The burning question is: Who is it that will watch this movie and not be offended? Such issues were brought to the fore frequently by the Nova Scotia Film Development Corporation and other backers as author/director Amnon Buchbinder and co-author Daniel MacIvor promoted and eventually executed this mixed bag of unorthodox social behavior.
That the resulting film makes the creative juices of the US film industry look like religious freedom in the former USSR, so much the better. But there is little quarter given for a film that bores, and this film is close to that. Everybody is just so...reasonable. And there is so much forgiveness and living and letting live that some will want to take in a slasher movie just to approximate a net real-life balance.
Co-author MacIvor is Don, a gay, middle aged, high school English teacher who has regular, compulsive, anonymous sex in a Nova Scotia restroom. He goes into the restroom, stands at a urinal until another visitor gives him a look, and then they do it.
Out of the blue he receives an unannounced visit from attractive parent Kaya (Rebecca Jenkins) during which she discusses the possibility of her son joining Don's class. This turns out to be a lucky break for all concerned, because Don is a pretty good English teacher and Kaya's son, Emerson (Aaron Webber), is a pretty smart kid. In fact, the home-schooled 13 year old has written and illustrated a 1000 page book in his parents' cabin in the woods. Emerson is also pretty cute for a guy (or for a girl, for that matter) and is experiencing the dawning of his sexuality. Trouble for a gay middle-aged school teacher? Do Eskimos play in the snow?

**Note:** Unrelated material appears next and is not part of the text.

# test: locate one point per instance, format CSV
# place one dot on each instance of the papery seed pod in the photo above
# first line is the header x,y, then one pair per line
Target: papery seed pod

All is not well with Kaya and her self-obsessed hippie hubbie Rog (Robert Joy) who is out to save the world with unexplained environmental inventions that he cooks up in the family abode fueled by the yeasty heat of cabin fever. In spite of nude advances in the bedroom by Kaya, who is, in fact, the sexiest woman east of Saskatoon, Rog is in his own world. Kaya, insecure with her own desirability as her biological clock ticks on and losing her son to his own identity, looks elsewhere to the studly pick-up truck driver living down the road.
Bearing a striking likeness to Rebecca Miller's soft-spoken, elegant and sleep-inducing Ballad of Jack and Rose, this film will lose most of its family audience to its straightforward depiction of gay sex and its nebulous treatment of young Emerson's apparent gay leanings. This is not made any better for the average mom and dad by the fact that gay teacher Don seems to have double the self-image of the straight, cheating, self-obsessed married couple Rog and Kaya.
By far the most together person in the film is young genius Emerson, and what parent wants to show their teenager that? Dang kids think they are too smart already. If the film is a textbook vehicle for young talent Aaron Webber, what good will it do if few kids see it?
For couples in need of some relationship first aid, and even as a date movie for liberal singles, ‘Whole New Thing' might be just what the doctor ordered. It shows respect for open communications and differing life styles and lets the audience in on diverse feelings and ways of acting them out.
The photography is voluptuous and frosty and the scenery as pristine as the people; but the lack of edge and, for all practical purposes, humor, may be too much to pull the average stateside viewer to a night at the movies.